In making the Modu, Sherman says, there were a number of technical considerations. While semiconductor technology is at the point where chips are small enough to easily fit into the mini mobile, his team also had to shrink the phone’s other features, such as the screen, keypad, and battery. The display, for instance, needed to be specially designed: it uses organic light-emitting diodes and is a mere one millimeter thick. (See “Super-Vivid, Super-Efficient Displays.”) Knowing that it would be impractical to put a full, numbered keypad on the Modu, Sherman says, his team designed a simpler keypad that lets people access menus on the screen, similar to those of MP3 players. The lithium-ion polymer battery, which uses the same basic technology as traditional phone batteries, was customized to be thin and long, while still providing about 3 hours of talk time and 100 hours of standby.

Once a user plugs the Modu into a jacket, however, the features improve. “The jacket may also have a battery,” says Sherman, and the combined device shares the load between the two batteries. “It extends the talk time and standby time.”

One of the main innovations, says Sherman, is that the software that runs the Modu automatically reconfigures when it is put in another device. A resource file defines the way the Modu and jacket will work together. “Every jacket you plug into, you’ll get a completely different experience, yet it keeps the basic functionality in all cases so that it’s familiar to the user,” he says.

Beyond cell-phone jackets, Modu Mobile will offer other consumer-electronics devices in which the phone module can be inserted, improving the basic functions of the device. For instance, a camera with the Modu could wirelessly send pictures to other phones, and a car entertainment system designed for the Modu could let a user access his MP3s while enabling hands-free calling.

This isn’t the first time that consumer-electronics companies have tried to build modular phones, says Avi Greengart, the research director for mobile devices at Current Analysis, a market research firm. He points to IXI Mobile, the maker of the Ogo mobile messenger. “It had the notion of connecting multiple devices together via Bluetooth,” he explains. A user would have a basic storage module and then connect to a large display or media player. However, the technology didn’t catch on because few people think to buy a shell of a media player and then the other pieces to make it work, Greengart says.

Greengart is skeptical that the Modu will take off. “It makes sense on paper, but in the past, every effort to create modular types of devices has failed because [the companies] miss the way consumers actually buy products,” he says. “It requires a change in consumer behavior … Consumers don’t buy [multiple] modules at once or have the foresight to know that they’re going to want more … down the road.”

Modu Mobile hopes to buck the trend by getting people used to thinking in terms of jackets and the Modu. “We want to educate the market on the flexibilities and offerings,” says Sherman.

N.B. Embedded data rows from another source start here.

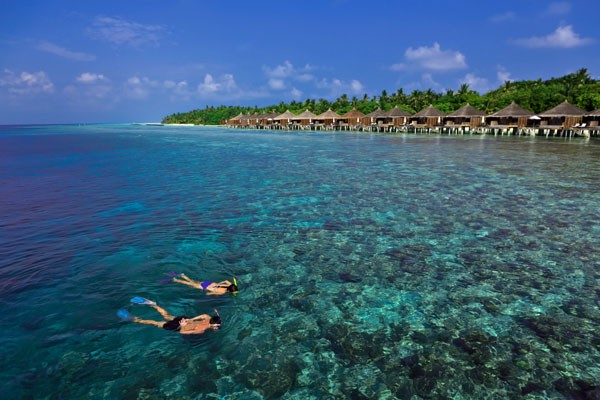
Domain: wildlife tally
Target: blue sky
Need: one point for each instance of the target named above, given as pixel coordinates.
(71, 61)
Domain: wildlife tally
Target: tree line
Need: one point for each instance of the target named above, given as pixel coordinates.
(579, 88)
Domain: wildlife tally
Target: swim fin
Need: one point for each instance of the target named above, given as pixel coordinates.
(124, 315)
(141, 300)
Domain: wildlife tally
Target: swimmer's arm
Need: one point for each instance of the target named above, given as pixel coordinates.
(201, 317)
(189, 283)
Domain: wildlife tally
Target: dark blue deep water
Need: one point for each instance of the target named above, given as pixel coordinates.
(370, 266)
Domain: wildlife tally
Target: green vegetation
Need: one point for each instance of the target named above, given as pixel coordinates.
(578, 88)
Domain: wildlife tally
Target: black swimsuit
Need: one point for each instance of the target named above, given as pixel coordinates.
(174, 324)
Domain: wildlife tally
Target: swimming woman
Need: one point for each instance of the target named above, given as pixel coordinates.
(211, 288)
(181, 324)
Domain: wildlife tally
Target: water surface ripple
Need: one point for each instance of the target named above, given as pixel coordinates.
(370, 266)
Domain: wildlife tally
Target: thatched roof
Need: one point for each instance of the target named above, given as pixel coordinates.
(564, 109)
(430, 111)
(466, 111)
(237, 117)
(286, 115)
(396, 113)
(512, 110)
(377, 113)
(305, 115)
(329, 114)
(595, 113)
(270, 115)
(354, 113)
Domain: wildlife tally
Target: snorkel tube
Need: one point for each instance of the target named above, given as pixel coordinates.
(217, 326)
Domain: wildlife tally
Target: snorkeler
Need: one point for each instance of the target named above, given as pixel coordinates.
(211, 288)
(181, 324)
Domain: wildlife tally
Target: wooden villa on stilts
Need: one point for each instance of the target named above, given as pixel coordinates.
(351, 120)
(464, 119)
(304, 120)
(511, 119)
(369, 121)
(428, 119)
(560, 119)
(392, 120)
(283, 121)
(327, 120)
(590, 125)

The company’s first products will be available in October in Italy, Russia, and Israel. The initial package, which will include the Modu and two phone jackets, will cost 200 euros, an amount that the company expects will be subsidized by cell-phone carriers. In 2009, the company will extend to operators in the rest of Europe and in the United States, Sherman says.

Greengart admits that by inking deals with major carriers in the three initial countries, Modu Mobile has overcome one of the hurdles in making a marketable phone. “Oftentimes, the biggest challenge with a mobile device is just getting it in front of the consumers,” he says. “They have carriers in Israel, Italy, and Russia. We’ll see how much weight they put behind it.”

The Modu is a different idea, and “the industry could use more ‘different,’” Greengart says. But it will be hard for the company to gain traction in the mobile market and, especially, compete with Apple’s popular iPhone. “I hate to say it because it sounds cliché,” admits Greengart, “but no matter what jacket you slip this thing into, it’s not going to be an iPhone.”